Can automated memos match my firm's exact format?
Yes. Modern AI memo platforms generate output in your specific template, your sections, your headers, your formatting style. The memo should look like your team wrote it, not like it came from generic software. This is a critical feature to evaluate during demos.
What types of deals can be automated?
Prescreen automation works across most commercial lending deal types: bridge loans, fix-and-flip, multifamily, mixed-use, construction, and SBA loans. The key requirement is that the deal involves document-based analysis, which covers virtually all commercial lending.
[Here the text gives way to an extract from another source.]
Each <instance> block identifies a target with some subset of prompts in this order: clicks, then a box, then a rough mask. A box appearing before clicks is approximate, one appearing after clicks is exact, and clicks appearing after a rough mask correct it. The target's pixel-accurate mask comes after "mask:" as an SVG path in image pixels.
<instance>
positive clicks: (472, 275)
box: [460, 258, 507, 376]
How accurate are AI-generated prescreen memos?
AI-generated memos include confidence scores on every extracted data point, so your team knows exactly which figures to verify. For well-formatted financial documents, extraction accuracy is typically above 95%. The biggest accuracy gains come from eliminating manual data entry errors, which studies show occur in 2-5% of manually entered figures.
Will my analysts still need to review AI-generated memos?
Yes, and that's by design. The AI handles data extraction, calculations, and formatting. Your analysts review the output, apply judgment on qualitative factors, and make the credit recommendation. The difference is they're reviewing a complete memo in 10-15 minutes instead of building one from scratch in 2-4 hours.
What's the ROI of prescreen memo automation?
For a team processing 50 deals per month at 3 hours per manual prescreen, automation saves roughly 150 analyst-hours monthly. At $75/hour fully loaded cost, that's $11,250 per month in labor savings alone, before factoring in faster borrower response times and increased deal throughput.